A White Boy’s Observations of Sexism and the Adria Richards Fiasco - roguecoder
http://scientopia.org/blogs/goodmath/2013/03/28/a-white-boys-observations-of-sexism-and-the-adria-richards-fiasco/
======
iamtherockstar
I spent two years as an LDS missionary in the Caribbean islands. Influence by
slavery and indentured servitude, the most common races down there were
African and Indian descent. White people were a rarity (so much so that it was
common to hear people a block away yell out "White boy!" many times a day).
Despite this, more than a few people would say things like "You're white.
Things are easy for you." I thought this was crazy, since I was definitely a
minority in the area, but now that I'm older, I see what they meant.

------
claudius
> There's an expression that I've heard multiple times in the northeast US, to
> talk about bartering a price for a car: "jewing the salesman down". I
> absolutely find that extremely offensive. And I've called people out on it.
> There is no response that's actually acceptable.

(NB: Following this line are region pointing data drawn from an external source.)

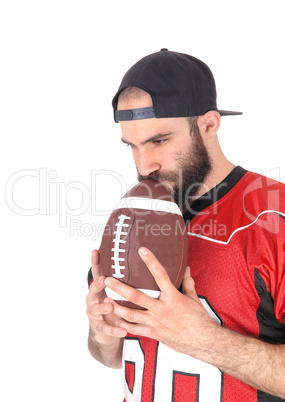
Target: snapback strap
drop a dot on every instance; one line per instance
(134, 114)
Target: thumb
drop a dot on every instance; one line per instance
(188, 284)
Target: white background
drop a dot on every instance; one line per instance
(61, 64)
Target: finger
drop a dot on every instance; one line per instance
(95, 261)
(129, 293)
(157, 270)
(100, 309)
(102, 328)
(188, 284)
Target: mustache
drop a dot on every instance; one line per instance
(166, 176)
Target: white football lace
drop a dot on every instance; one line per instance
(116, 250)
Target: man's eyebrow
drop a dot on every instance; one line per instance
(150, 139)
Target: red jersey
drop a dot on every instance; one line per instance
(236, 255)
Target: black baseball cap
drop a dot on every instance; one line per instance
(179, 84)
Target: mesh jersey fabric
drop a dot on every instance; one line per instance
(236, 255)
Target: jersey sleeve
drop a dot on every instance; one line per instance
(271, 261)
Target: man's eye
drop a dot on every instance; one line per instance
(159, 142)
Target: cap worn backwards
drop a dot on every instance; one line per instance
(179, 84)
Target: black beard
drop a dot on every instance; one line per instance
(193, 169)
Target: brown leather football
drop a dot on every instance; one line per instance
(147, 216)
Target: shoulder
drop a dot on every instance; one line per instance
(261, 194)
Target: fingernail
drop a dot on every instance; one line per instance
(143, 251)
(108, 282)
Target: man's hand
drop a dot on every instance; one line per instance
(101, 311)
(178, 320)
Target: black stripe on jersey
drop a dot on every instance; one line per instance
(270, 329)
(215, 194)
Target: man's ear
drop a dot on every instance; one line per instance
(209, 124)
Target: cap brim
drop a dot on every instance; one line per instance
(229, 113)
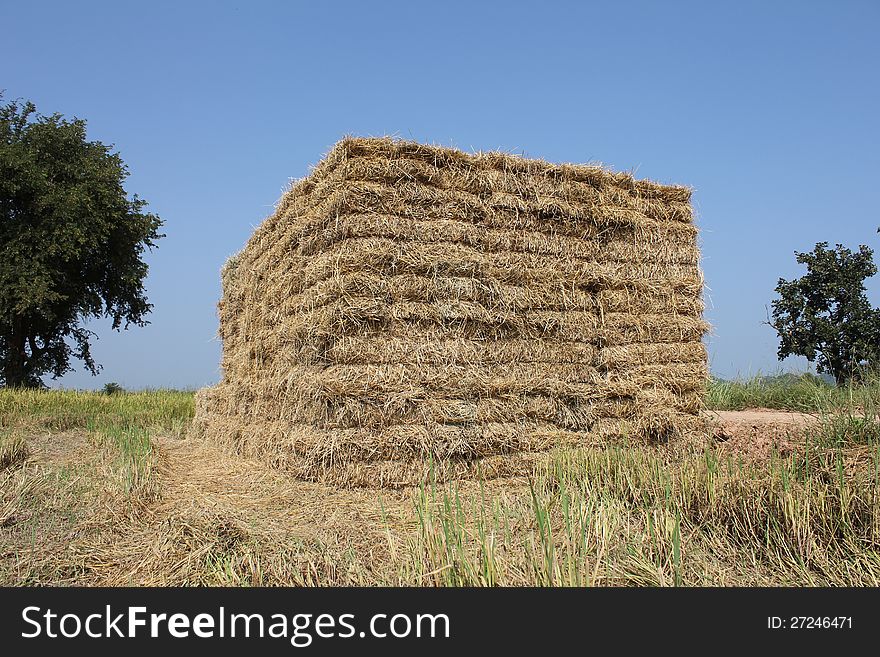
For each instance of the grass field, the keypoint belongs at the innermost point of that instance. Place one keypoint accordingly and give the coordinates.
(107, 489)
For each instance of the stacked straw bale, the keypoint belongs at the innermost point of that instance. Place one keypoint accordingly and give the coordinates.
(411, 310)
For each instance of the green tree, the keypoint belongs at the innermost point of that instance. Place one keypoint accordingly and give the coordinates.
(825, 315)
(71, 244)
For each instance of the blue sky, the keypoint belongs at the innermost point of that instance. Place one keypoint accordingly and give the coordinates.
(769, 110)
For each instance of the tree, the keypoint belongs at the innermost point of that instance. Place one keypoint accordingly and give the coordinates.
(826, 316)
(71, 244)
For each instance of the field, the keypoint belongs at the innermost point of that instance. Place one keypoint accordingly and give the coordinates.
(102, 489)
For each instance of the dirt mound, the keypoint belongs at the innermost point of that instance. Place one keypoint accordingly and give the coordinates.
(758, 432)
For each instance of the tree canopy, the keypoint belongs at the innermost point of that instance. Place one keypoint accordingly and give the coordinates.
(71, 244)
(826, 316)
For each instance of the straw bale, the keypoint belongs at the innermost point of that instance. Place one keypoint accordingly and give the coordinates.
(412, 311)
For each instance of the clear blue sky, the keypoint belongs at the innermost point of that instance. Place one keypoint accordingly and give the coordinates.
(769, 110)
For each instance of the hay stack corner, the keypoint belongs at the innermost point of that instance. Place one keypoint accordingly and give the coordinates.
(412, 311)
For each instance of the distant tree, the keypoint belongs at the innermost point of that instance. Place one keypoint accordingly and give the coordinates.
(825, 315)
(71, 243)
(112, 388)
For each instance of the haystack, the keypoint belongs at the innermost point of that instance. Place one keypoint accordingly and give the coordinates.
(412, 311)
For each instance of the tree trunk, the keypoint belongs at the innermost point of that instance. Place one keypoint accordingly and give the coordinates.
(13, 368)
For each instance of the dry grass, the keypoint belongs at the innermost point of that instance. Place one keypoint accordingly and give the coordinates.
(410, 305)
(120, 505)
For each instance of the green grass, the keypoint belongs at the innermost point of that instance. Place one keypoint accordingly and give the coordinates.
(805, 393)
(665, 515)
(638, 517)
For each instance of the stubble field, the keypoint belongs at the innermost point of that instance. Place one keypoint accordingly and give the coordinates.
(108, 490)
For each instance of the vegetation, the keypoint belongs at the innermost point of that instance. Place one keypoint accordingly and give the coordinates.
(101, 489)
(825, 315)
(71, 244)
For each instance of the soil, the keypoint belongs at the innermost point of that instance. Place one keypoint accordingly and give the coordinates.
(757, 432)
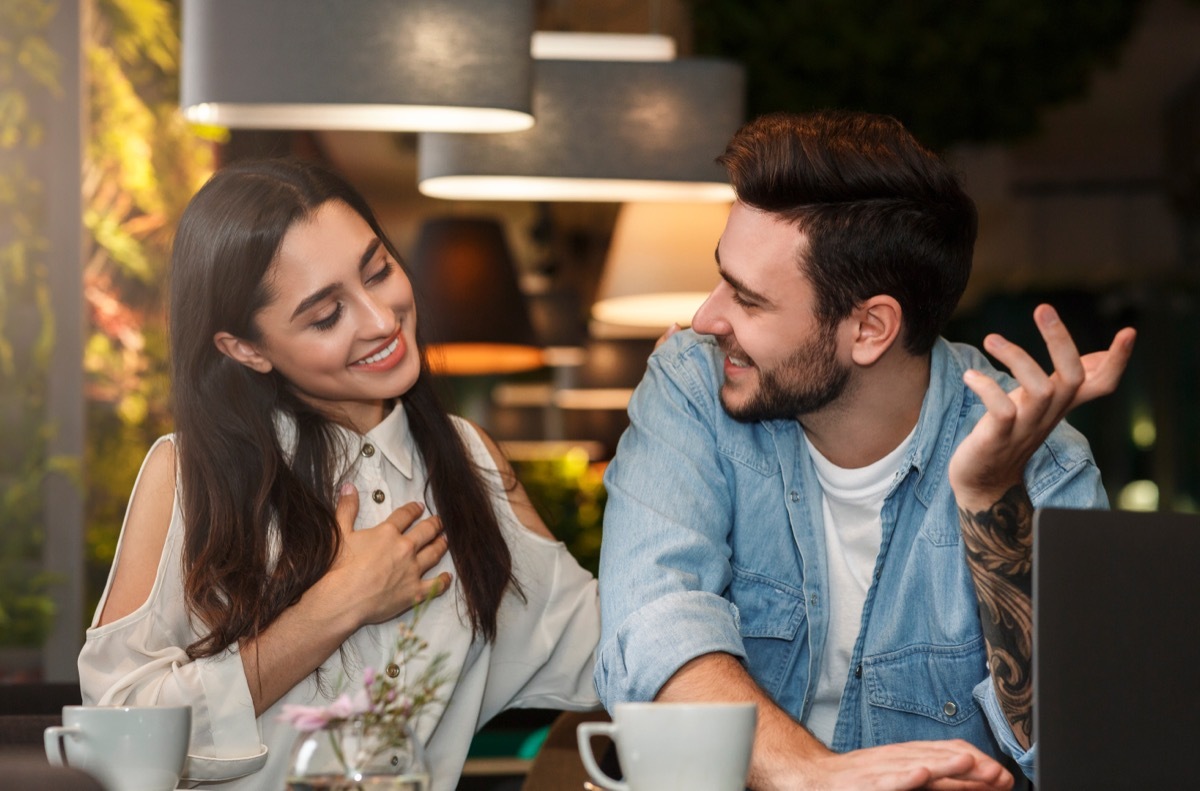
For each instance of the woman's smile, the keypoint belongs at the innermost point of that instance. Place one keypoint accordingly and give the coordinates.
(384, 358)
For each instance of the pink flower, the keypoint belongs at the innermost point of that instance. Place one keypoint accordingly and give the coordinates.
(305, 718)
(347, 707)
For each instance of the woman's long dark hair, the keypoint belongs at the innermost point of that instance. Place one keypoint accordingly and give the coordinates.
(239, 483)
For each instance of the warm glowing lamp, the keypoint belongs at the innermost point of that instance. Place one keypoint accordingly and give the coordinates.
(660, 265)
(473, 316)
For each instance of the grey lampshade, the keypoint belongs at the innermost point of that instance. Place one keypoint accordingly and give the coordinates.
(605, 131)
(471, 311)
(461, 65)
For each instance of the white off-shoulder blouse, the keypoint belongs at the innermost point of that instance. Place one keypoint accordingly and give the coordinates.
(543, 654)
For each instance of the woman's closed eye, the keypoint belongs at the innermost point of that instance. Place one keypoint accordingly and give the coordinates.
(328, 322)
(384, 271)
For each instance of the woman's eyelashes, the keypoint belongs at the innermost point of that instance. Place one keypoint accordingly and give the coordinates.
(388, 265)
(328, 322)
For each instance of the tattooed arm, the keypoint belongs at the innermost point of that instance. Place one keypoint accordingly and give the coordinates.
(988, 477)
(999, 544)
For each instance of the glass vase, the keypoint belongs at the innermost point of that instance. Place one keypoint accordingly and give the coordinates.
(353, 756)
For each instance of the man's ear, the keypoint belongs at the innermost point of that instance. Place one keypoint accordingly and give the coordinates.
(241, 351)
(876, 328)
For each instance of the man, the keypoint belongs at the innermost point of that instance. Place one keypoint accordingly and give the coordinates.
(823, 507)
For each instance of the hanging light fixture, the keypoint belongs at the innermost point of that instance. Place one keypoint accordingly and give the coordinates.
(606, 130)
(473, 316)
(660, 265)
(448, 65)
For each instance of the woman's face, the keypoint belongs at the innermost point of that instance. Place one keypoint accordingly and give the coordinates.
(341, 325)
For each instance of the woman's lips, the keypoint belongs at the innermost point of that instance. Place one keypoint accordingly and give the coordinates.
(384, 357)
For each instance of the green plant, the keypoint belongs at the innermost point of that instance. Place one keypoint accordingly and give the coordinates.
(142, 165)
(569, 495)
(29, 71)
(951, 71)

> If I politely say "You know, that's relying on a stereotype of me and my
> ancestors that's really hurtful", the response is: "Oh, come on, it's just
> harmless. I'm not talking about you, it's just a word. You're being
> oversensitive". If I get angry, the response is "You Jews are so strident".
> If I go to an authority figure in the setting, "You Jews are so passive
> aggressive, why couldn't you just talk to me?".

> No matter what I do, I'm wrong.

Did this guy consider that he might actually be wrong? Why would it be
acceptable for him to restrict other people’s speech just because it makes him
feel uncomfortable?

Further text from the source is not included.